TANGRAM 40

L’orchestra antimusulmana. Tutto comincia dai social media

Sintesi dell'articolo
«Die Brandreden der Tastaturhelden. Islamfeindliche Vernetzung: Soziale Medien als Ausgangspunkt» (tedesco)

Autor

Il sociologo Oliver Wäckerlig è dottorando al seminario di scienza delle religioni dell’Università di Zurigo. I suoi campi di ricerca sono l’ostilità verso i musulmani, la sociologia delle religioni e l’analisi delle reti sociali. oliver.waeckerlig@uzh.ch

Quando Pegida scende in strada contro «l’islamizzazione dell’Occidente», la mobilitazione passa da Facebook. Anche gli «identitari» utilizzano i social media per diffondere le immagini più spettacolari delle loro azioni propagandistiche – occupazioni simboliche di luoghi pubblici o tentativi di impedire il salvataggio di rifugiati nel Mediterraneo. Grazie a Facebook, Youtube, e Twitter e ai blog, bastano un minimo di organizzazione, poca spesa e poche conoscenze tecniche per allacciare contatti e diffondere informazioni su Internet. Già da anni ormai il mondo digitale è la cassa di risonanza di un’accesa propaganda antislamica che soffia sul fuoco delle emozioni e semina diffidenza nei confronti dei musulmani. Attraverso i media sociali è chiaramente riconoscibile anche la collaborazione mediatica e organizzativa tra le due sponde dell’Atlantico di cui beneficia per esempio il politico olandese Geert Wilders.

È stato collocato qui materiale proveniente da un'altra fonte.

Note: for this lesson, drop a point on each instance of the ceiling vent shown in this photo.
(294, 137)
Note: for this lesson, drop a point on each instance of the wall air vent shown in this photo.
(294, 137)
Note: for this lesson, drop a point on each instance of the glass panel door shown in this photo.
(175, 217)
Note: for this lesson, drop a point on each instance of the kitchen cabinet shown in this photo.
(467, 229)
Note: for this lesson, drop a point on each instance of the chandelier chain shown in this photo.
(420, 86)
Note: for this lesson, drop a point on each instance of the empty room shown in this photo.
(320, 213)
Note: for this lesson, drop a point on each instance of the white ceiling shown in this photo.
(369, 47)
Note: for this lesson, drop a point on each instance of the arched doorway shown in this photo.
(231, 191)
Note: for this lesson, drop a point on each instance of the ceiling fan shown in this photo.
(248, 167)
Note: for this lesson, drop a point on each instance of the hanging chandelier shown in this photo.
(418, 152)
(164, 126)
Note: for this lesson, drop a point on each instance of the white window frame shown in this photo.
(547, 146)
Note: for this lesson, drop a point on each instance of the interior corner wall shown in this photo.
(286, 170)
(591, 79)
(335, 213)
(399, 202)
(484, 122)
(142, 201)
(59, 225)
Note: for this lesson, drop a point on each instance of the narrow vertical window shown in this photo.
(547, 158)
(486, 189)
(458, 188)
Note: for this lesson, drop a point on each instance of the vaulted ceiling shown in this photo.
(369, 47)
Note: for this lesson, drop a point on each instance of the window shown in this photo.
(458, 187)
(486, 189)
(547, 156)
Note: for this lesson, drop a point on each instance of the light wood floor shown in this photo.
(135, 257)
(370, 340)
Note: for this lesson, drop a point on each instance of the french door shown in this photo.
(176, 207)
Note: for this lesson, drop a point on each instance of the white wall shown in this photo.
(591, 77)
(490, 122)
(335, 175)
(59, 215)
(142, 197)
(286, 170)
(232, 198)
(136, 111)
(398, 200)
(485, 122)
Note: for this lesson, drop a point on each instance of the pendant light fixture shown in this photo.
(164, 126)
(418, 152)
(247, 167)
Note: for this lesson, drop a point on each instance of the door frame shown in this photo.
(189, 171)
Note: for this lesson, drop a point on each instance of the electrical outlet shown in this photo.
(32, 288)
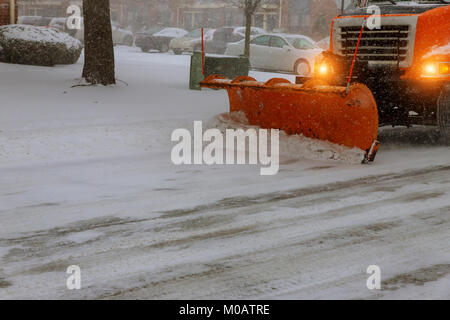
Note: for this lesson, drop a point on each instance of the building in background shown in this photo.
(309, 17)
(6, 16)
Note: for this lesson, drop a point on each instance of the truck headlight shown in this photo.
(444, 68)
(323, 69)
(436, 69)
(430, 69)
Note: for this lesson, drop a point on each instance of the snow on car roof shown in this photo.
(176, 32)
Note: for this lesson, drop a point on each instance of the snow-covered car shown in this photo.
(36, 21)
(120, 36)
(324, 43)
(159, 40)
(225, 35)
(191, 41)
(58, 24)
(279, 52)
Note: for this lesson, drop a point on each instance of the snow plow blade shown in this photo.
(314, 109)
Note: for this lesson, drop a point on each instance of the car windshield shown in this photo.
(301, 43)
(197, 33)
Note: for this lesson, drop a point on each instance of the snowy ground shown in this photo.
(86, 179)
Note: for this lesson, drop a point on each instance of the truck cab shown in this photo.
(405, 61)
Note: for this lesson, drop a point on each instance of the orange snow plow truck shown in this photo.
(396, 73)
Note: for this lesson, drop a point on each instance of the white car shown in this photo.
(279, 52)
(191, 41)
(120, 36)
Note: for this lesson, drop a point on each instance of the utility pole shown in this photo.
(12, 11)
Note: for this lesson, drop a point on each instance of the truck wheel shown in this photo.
(302, 68)
(443, 114)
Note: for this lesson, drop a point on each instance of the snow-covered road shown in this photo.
(86, 179)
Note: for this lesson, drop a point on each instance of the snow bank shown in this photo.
(24, 44)
(292, 147)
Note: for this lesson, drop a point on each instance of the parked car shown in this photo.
(159, 40)
(225, 35)
(120, 36)
(191, 41)
(36, 21)
(324, 43)
(58, 24)
(278, 52)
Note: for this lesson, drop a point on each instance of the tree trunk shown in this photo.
(98, 43)
(248, 28)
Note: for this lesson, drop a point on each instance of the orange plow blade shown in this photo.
(314, 109)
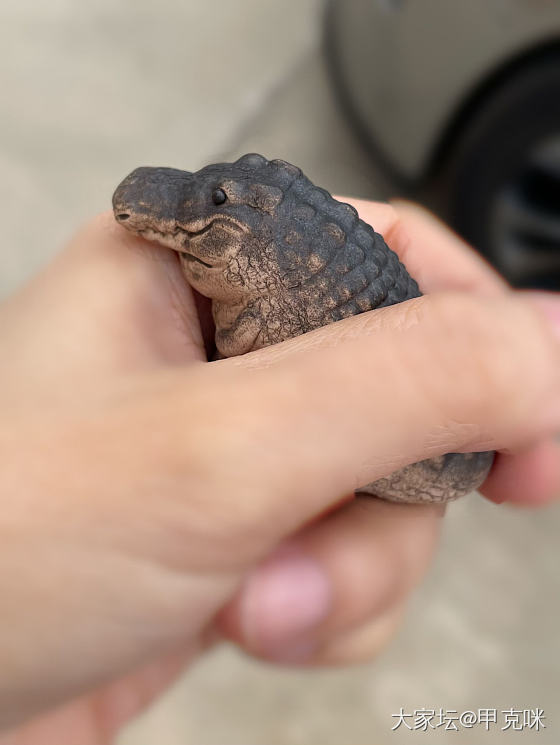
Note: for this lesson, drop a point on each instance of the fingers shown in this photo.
(109, 303)
(530, 477)
(336, 590)
(306, 422)
(433, 254)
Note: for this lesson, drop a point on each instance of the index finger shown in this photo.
(433, 254)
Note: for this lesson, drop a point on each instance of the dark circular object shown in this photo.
(501, 182)
(219, 196)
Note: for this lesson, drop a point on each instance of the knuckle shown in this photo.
(495, 358)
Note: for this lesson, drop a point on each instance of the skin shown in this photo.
(280, 257)
(110, 410)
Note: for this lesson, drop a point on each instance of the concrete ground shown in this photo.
(91, 90)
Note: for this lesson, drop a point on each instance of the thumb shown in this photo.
(297, 426)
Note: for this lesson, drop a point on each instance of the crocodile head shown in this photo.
(220, 220)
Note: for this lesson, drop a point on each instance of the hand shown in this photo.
(152, 502)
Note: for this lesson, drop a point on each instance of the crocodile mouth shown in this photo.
(192, 259)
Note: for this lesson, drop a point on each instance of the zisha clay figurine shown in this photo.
(279, 257)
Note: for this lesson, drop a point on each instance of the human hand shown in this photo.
(153, 502)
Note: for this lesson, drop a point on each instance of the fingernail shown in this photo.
(549, 303)
(283, 602)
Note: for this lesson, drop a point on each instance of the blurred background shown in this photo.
(455, 104)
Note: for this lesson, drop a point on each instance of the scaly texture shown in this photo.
(279, 257)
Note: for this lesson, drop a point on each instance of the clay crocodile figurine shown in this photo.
(279, 257)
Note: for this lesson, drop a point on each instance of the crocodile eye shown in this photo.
(219, 196)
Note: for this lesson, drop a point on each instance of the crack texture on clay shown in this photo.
(279, 256)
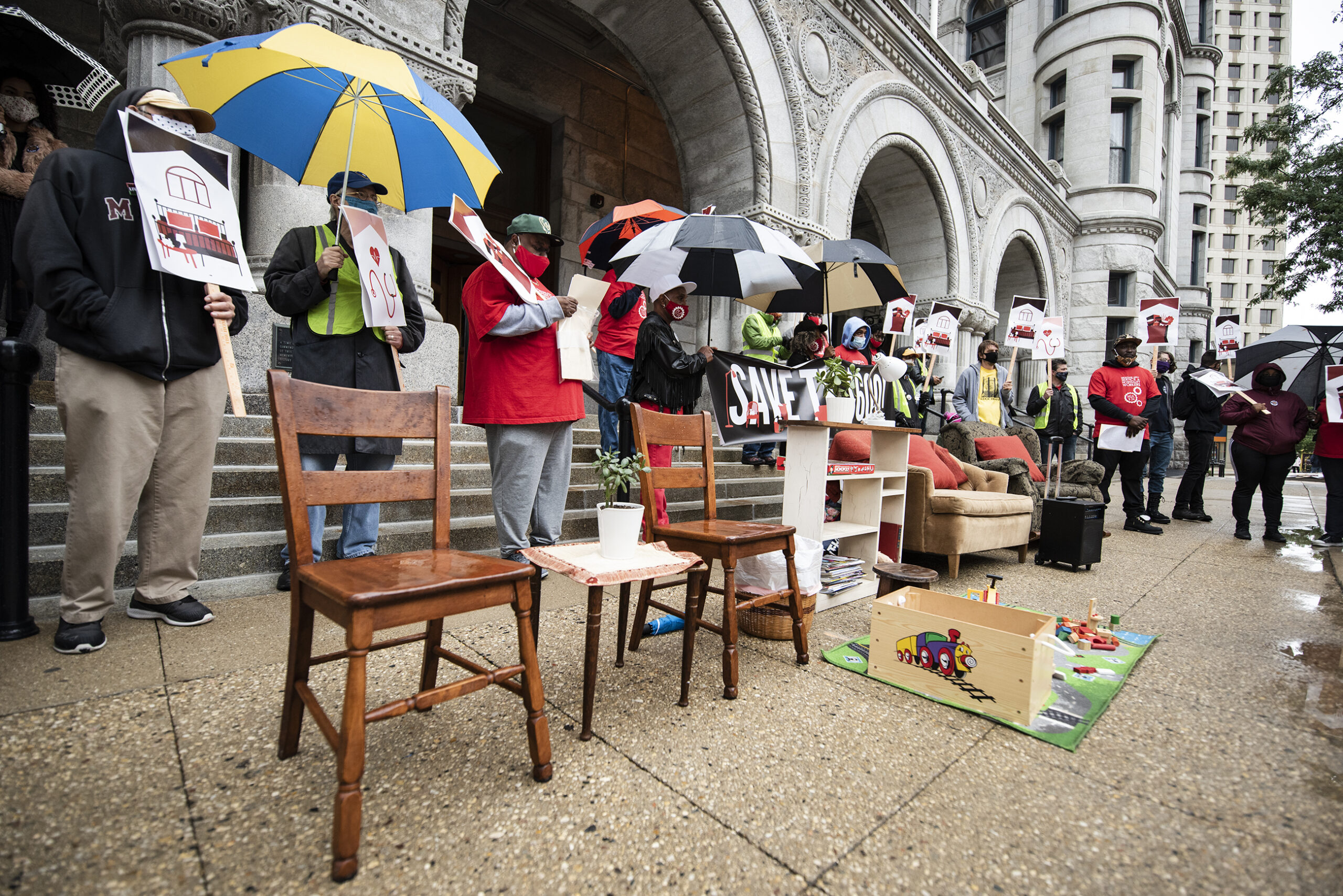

Attraverso questi canali, le reti antimusulmane mondiali propagano teorie complottistiche su presunte intenzioni manipolatorie e imperialistiche dei musulmani di cui una società occidentale traumatizzata dagli attentati terroristici è facile preda e che hanno per esempio indotto Donald Trump a chiedere il divieto d’ingresso per i musulmani.

I provider di social media sono sempre più messi sotto pressione da opinione pubblica e politica, che chiedono loro di arginare e se possibile impedire la diffusione di notizie false (fake news) e l’istigazione all’odio. Resta da chiarire quali misure e strategie siano in grado di garantire sia il contenimento delle affermazioni discriminatorie che la possibilità di un confronto di idee ad armi pari.